Foreign Minister Tzipi Livni's ruling Kadima party retained a one-seat lead over Benjamin Netanyahu's right-wing Likud in the final results of Israel's general election, Israel Radio reported on Thursday.
The end count did nothing to change the confusing political picture that emerged on Tuesday night, however, or resolve a potentially paralysing dispute between the two main parties over who should rightfully head the next government.
Former premier Netanyahu is unlikely to drop the claim he has made since Tuesday's vote that he, not Ms Livni, should be given the first chance to form a coalition government, because parliament has a broad right-wing majority that would back him.
More than 150,000 ballots from military bases, prisons and Israeli diplomatic missions still had to be counted after the bulk of civilian votes in Tuesday's national poll delivered Ms Livni's slim majority over Mr Netanyahu's Likud.

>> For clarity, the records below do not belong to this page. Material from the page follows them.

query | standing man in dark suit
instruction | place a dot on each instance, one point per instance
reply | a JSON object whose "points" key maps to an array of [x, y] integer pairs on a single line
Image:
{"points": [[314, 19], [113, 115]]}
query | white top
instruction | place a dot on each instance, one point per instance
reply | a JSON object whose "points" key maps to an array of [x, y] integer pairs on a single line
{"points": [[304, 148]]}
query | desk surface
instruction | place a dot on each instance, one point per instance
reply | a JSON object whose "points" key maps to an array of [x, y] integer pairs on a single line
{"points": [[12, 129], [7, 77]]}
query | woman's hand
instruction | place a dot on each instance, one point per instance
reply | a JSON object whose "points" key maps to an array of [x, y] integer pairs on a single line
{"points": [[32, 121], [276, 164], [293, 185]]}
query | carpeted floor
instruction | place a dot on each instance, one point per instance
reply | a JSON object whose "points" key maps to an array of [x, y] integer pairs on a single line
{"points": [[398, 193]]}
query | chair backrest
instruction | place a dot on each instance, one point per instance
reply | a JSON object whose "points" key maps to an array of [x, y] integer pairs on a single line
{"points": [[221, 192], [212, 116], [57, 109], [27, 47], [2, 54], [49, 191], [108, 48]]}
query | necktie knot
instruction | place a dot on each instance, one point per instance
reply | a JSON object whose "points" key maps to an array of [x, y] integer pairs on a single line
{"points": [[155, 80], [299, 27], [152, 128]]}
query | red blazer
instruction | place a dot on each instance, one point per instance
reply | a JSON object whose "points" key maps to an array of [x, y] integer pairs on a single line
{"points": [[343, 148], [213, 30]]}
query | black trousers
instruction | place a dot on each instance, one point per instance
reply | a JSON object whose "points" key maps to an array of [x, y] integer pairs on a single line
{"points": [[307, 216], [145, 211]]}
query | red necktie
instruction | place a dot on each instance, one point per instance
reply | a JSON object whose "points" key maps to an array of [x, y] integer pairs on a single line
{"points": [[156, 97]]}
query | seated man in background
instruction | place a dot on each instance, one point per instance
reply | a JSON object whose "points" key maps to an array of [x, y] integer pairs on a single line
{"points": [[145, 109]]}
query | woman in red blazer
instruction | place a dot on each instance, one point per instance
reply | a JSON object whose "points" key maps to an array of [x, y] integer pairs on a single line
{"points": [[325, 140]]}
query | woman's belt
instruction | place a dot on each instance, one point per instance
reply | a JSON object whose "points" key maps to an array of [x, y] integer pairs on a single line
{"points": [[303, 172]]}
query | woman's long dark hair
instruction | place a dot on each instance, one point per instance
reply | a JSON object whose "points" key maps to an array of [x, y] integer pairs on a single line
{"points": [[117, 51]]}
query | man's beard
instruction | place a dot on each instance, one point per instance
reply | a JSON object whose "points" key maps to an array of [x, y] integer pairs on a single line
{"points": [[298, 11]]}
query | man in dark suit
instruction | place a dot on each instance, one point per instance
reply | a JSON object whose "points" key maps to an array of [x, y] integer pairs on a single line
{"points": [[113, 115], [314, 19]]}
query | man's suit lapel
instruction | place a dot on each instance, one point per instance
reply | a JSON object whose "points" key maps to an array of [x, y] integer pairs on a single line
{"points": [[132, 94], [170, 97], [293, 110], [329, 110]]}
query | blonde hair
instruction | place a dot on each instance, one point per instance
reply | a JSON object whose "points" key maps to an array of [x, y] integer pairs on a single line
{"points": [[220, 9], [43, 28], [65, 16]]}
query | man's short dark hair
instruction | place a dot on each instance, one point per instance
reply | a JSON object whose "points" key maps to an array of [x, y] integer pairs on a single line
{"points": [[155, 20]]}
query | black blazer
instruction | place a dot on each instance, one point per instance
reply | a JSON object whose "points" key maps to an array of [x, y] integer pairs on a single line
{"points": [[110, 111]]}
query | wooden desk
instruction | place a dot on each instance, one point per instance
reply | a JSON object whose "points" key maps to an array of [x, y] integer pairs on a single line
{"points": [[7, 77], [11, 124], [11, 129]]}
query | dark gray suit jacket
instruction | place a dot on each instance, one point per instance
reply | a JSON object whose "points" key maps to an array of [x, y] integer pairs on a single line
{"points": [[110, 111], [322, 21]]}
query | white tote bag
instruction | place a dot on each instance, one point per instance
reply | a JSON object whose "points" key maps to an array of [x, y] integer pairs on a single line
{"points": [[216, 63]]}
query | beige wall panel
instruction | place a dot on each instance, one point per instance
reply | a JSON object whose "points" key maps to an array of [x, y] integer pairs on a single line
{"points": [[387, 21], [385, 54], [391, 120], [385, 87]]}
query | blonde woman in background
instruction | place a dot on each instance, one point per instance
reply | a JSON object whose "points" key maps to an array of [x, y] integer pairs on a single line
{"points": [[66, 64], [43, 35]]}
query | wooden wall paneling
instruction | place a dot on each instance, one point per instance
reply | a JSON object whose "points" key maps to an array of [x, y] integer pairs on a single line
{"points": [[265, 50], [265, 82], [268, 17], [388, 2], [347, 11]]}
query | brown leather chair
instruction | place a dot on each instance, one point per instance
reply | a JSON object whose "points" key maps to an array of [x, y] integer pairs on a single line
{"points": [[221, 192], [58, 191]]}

In the end, the Israel Elections Committee confirmed that Ms Livni's Kadima party took 28 seats in the 120-seat Knesset, while Likud secured 27 seats, dashing Mr Netanyahu's hopes that the final count could swing the result his way.
But the lineup of smaller parties was also largely unchanged, and here the numbers were in his favour.
Avigdor Lieberman's far-right Yisrael Beiteinu (Our Home is Israel) won 15 seats, and the ultra-Orthodox Shas party has 11 seats, while left-wing Labour took just 13. Mr Netanyahu says this gives him a better chance of forming a coalition than Ms Livni.
Attention is now on President Shimon Peres, who has nearly two weeks to decide which parliamentarian to ask to form a government. By tradition, it has been the leader of the biggest party in parliament. But the results showed parties to the right of Kadima have 65 seats compared to 55 for Kadima and the left.